Afonso Henriques, e tornou a ganhar forças em 1640, quando os insubmissos procuraram a chefia
de D. João, o 4º de seu nome, para o colocar no trono português. Ainda mais acima, está o cemitério
murado e bem cuidado. Tanto na subida como na descida, ouvimos rumorejar água que se não vê: é
que corre, lado a lado com a berma da estrada - um pequeno ribeiro encanado ou levada que vai
desaguar mais abaixo, para o vale. A rua é ladeada por casas de granito dos séculos XVII e XVIII, e
algumas delas exibem a data da sua construção, enquanto outras apresentam belas varandas
alpendradas. Um larguinho tem um nome prosaico com muita ternura no fundo do seu significado Largo dos Reformados.

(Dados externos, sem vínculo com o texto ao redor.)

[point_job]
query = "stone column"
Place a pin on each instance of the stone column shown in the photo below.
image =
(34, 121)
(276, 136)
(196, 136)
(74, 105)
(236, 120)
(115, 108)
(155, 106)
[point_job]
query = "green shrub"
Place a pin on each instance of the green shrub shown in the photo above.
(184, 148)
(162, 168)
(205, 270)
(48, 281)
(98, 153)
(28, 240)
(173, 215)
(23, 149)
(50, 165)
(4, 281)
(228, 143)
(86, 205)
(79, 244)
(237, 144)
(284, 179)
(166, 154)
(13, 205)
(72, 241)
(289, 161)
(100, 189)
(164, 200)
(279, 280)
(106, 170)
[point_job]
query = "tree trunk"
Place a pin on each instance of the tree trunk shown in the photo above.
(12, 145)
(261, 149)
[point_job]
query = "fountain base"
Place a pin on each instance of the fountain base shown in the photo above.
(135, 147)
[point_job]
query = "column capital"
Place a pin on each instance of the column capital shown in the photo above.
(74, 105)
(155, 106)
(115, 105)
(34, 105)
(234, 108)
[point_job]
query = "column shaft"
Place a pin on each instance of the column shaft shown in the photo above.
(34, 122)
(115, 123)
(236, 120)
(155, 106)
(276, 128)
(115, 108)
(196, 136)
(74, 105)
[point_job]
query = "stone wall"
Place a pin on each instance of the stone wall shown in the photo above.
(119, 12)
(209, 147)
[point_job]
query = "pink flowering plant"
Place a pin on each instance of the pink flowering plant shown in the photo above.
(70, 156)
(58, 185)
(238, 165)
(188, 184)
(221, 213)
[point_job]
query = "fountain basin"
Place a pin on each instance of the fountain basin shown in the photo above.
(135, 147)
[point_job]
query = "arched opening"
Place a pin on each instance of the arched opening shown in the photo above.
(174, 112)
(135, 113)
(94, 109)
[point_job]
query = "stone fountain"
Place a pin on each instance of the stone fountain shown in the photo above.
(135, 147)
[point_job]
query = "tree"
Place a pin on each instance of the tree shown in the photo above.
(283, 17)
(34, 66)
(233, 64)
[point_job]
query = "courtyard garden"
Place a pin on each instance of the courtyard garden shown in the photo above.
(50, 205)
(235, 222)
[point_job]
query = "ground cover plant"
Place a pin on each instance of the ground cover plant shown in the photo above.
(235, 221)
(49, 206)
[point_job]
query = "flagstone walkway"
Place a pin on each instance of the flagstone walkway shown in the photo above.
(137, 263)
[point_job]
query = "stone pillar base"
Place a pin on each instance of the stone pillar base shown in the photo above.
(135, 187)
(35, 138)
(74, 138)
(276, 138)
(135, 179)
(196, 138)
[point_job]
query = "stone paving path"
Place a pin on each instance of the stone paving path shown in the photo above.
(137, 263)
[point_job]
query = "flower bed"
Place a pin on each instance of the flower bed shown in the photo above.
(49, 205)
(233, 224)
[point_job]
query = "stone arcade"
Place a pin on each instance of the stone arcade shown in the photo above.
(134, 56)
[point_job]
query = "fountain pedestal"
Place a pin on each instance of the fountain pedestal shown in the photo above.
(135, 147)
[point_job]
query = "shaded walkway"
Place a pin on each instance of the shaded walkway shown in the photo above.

Apresenta-se airoso, desimpedido, com a sombra das ramadas e das paredes
a dar protecção aos que a procuram à calma para um pouco de convívio. A falta de acessos, a
morfologia do terreno e as características do solo têm sido determinantes para a situação actual da
freguesia, representada por um decréscimo populacional que, de uma maneira geral, ultrapassa a
média concelhia. As receitas são, por isso, muito dependentes do exterior, visto que o factor
emigração tem sido o único capaz de permitir o desafogo económico a que todos têm direito.
A falta de acesso foi, até ao momento, e como na generalidade do território concelhio, talvez
a causa mais forte para a diminuição da população, fenómeno que é de âmbito muito alargado na
Europa. Note-se, no entanto, que aqui muito se tem feito e se continuam a tomar medidas que
venham a permitir uma movimentação mais fácil e rápida tanto para Alvadia, ainda dentro do
concelho, como para Mondim de Basto e Vila Real.
No entanto, em 1993-94, a tendência era ainda para uma regressão, demográfica, que já
aponta, por exemplo, para o encerramento de escolas primárias e a sua adaptação a centros de
convívio para a terceira idade. É uma verdade insofismável e em todo lado que, quando diminuem
as crianças, aumentam os idosos; eles também voltam a precisar de cuidados especiais.
Esta situação não é, contudo, irreversível - além da paisagem natural com condições
extraordinárias para se tomar um autêntica investimento no campo do turismo tanto nacional como
internacional, temos o património construído pelo homem e que é outro elemento a considerar,
como temos estado a observar ao longo desta descrição da freguesia.